1Voor de koorleider. Van David, een psalm, een lied.
2God staat op,
zijn vijanden stuiven uiteen,
zijn haters vluchten als hij verschijnt.
3U verdrijft ze zoals wind de rook verdrijft.
Zoals was smelt bij het vuur,
zo vergaan de zondaars als God verschijnt.
4Maar de rechtvaardigen verblijden zich,
zij juichen als God verschijnt,
uitgelaten van vreugde.
5Zing voor God, bezing zijn naam,
maak ruim baan voor hem die door de vlakten rijdt,
HEER is zijn naam, jubel als hij verschijnt:
6vader van wezen, beschermer van weduwen,
God in zijn heilig verblijf.
7God geeft eenzamen een thuis
en gevangenen vrijheid en voorspoed.
Maar opstandigen zullen wonen op dorre grond.
8God, toen u optrok aan het hoofd van uw volk,
toen u voortschreed door de woestijn, sela
9beefde de aarde,
en water stortte uit de hemel
toen God verscheen, de heerser van de Sinai,
toen God verscheen, de God van Israël.
10U liet een milde regen neerdalen, God,
en schonk uw uitgeput land nieuwe kracht.
11Uw kleine kudde ging er wonen,
in uw goedheid, God, gaf u het aan de zwakken.
12De HEER sprak een bevel uit,
een menigte vrouwen zei het voort:
13‘Koningen vluchten, hun legers vluchten,
thuis verdelen de vrouwen de buit
14en jullie slapen bij de schaapskooi!’
De vleugels van de duif waren met zilver bedekt,
haar slagpennen met geelgroen goud:
15de Ontzagwekkende dreef koningen uiteen,
sneeuw viel neer op de Salmon.
16Machtige berg, berg van Basan,
veeltoppige berg, berg van Basan,
17waarom afgunstig, veeltoppig gebergte,
op de berg die God als zetel koos?
De HEER woont daar voor eeuwig.
18Met machtige wagens, tweemaal tienduizend,
met duizenden en duizenden,
trok de Heer van de Sinai naar het heiligdom.
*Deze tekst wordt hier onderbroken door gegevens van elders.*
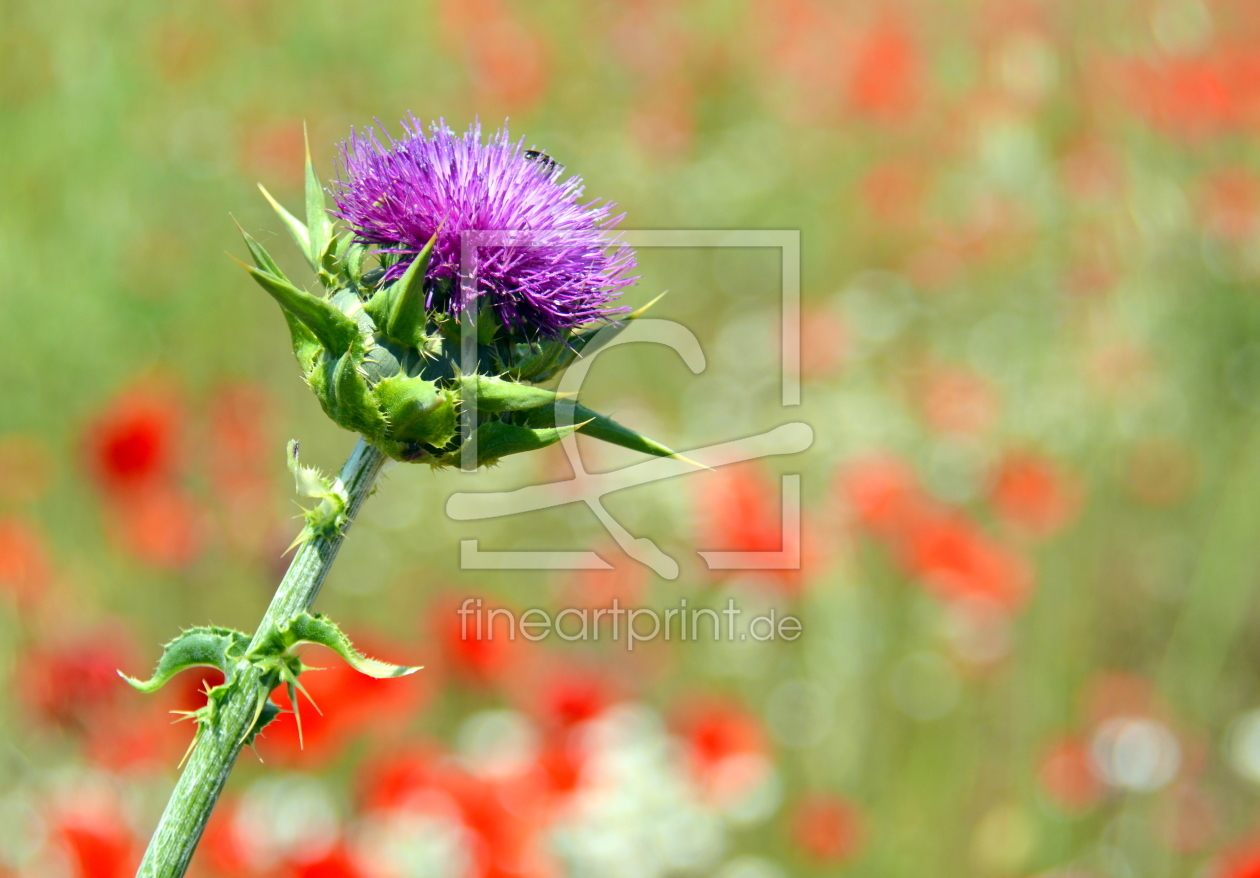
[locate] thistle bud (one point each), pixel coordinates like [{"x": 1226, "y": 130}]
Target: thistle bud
[{"x": 382, "y": 345}]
19U voerde gevangenen mee,
eiste gaven van opstandige mensen,
en steeg op naar uw woning, HEER, onze God.
20Geprezen zij de Heer, dag aan dag,
deze God draagt ons en redt ons, sela
21onze God is een reddende God.
Bij God, de HEER, is bevrijding uit de dood.
22God verplettert de hoofden van zijn vijanden,
de harige kruinen van wie met schuld zijn beladen.
23De Heer zegt: ‘Ik haal jullie vijanden uit Basan,
ik haal ze uit de diepten van de zee:
24jullie voeten zullen waden in hun bloed,
jullie honden likken het op met hun tong.’
25Een schouwspel is uw stoet, o God,
de stoet van mijn God, mijn koning, naar zijn heiligdom:
26voorop zangers, daarachter snarenspelers,
omstuwd door meisjes met tamboerijnen.
27Prijs God wanneer u samenkomt,
prijs de HEER, u die aan Israëls bron bent ontsprongen.
28Daar is Benjamin, de jongste, hij opent de rij,
daar zijn de vorsten van Juda, uitbundig bijeen,
de vorsten van Zebulon, de vorsten van Naftali.
29Ontplooi uw macht, o God,
de macht die u, God, ons altijd toonde,
30vanuit uw tempel die boven Jeruzalem oprijst.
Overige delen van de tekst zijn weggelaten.